A typical Sentence Transformer model, such as Sentence-BERT (SBERT), is designed to generate dense, fixed-length vector representations (embeddings) for sentences or short texts. The architecture combines pre-trained transformer models like BERT with a pooling layer and fine-tuning strategies tailored for sentence-level semantics. Unlike standard BERT, which processes token pairs for tasks like classification, SBERT uses a Siamese or triplet network structure. This means input sentences are processed independently through the same transformer encoder, and their outputs are aggregated into sentence embeddings using pooling. The model is trained to optimize the similarity between embeddings of semantically related sentences.

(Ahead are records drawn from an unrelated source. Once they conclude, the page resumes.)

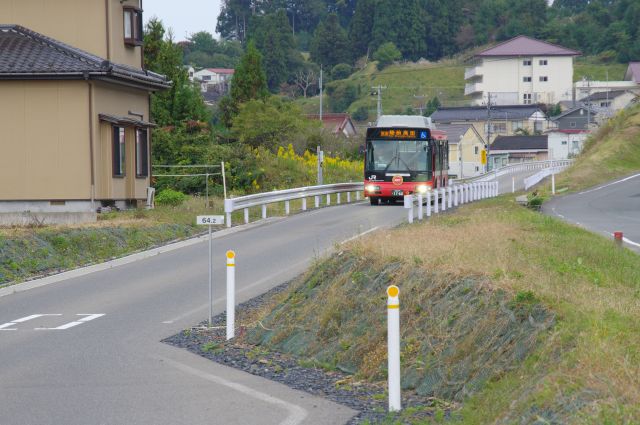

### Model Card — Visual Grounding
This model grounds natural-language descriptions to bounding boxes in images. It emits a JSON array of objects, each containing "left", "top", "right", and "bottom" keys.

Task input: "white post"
[
  {"left": 404, "top": 195, "right": 413, "bottom": 223},
  {"left": 433, "top": 189, "right": 439, "bottom": 214},
  {"left": 227, "top": 251, "right": 236, "bottom": 340},
  {"left": 209, "top": 225, "right": 213, "bottom": 327},
  {"left": 387, "top": 285, "right": 402, "bottom": 412}
]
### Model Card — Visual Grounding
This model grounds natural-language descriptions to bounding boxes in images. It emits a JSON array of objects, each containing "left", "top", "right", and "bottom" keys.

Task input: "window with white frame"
[
  {"left": 112, "top": 126, "right": 126, "bottom": 177},
  {"left": 123, "top": 6, "right": 144, "bottom": 46},
  {"left": 136, "top": 128, "right": 149, "bottom": 177}
]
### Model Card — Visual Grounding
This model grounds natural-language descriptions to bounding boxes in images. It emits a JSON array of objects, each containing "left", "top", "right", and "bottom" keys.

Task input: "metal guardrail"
[
  {"left": 224, "top": 182, "right": 364, "bottom": 227},
  {"left": 456, "top": 159, "right": 573, "bottom": 183}
]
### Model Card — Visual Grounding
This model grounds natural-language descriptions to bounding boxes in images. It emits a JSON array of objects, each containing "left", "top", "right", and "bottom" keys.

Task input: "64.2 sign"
[{"left": 196, "top": 215, "right": 224, "bottom": 226}]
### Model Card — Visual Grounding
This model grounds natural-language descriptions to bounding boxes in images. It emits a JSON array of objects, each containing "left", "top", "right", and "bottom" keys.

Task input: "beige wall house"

The core components include a base transformer model (e.g., BERT, RoBERTa), a pooling layer, and a loss function. The base transformer processes input tokens, producing contextualized token embeddings. The pooling layer then aggregates these token-level embeddings into a single sentence vector. Common pooling methods include taking the mean of all token embeddings (mean pooling), using the [CLS] token’s embedding, or applying max pooling. For example, SBERT often uses mean pooling, which averages the output embeddings of all tokens in the sentence. This approach captures the overall semantic content better than relying solely on the [CLS] token, which was shown to underperform for sentence-level tasks in early BERT models. After pooling, the sentence embeddings are normalized (e.g., using L2 normalization) to stabilize training and improve similarity comparisons.
Training involves fine-tuning the model with objectives that enforce semantic similarity. For instance, SBERT might use a triplet loss, where the model learns to minimize the distance between an anchor sentence and a positive example (semantically similar) while maximizing the distance to a negative example (dissimilar). Alternatively, a contrastive loss or cosine similarity loss can be used, depending on the task. For example, in the original SBERT paper, the model was trained on Natural Language Inference (NLI) datasets, where sentence pairs are labeled as entailment, contradiction, or neutral. The model optimizes a softmax classifier over these labels, indirectly learning embeddings that cluster similar sentences. This architecture’s effectiveness stems from its ability to produce embeddings that preserve semantic relationships, enabling efficient similarity comparisons via cosine distance—a key advantage over computationally expensive methods like cross-encoder re-ranking.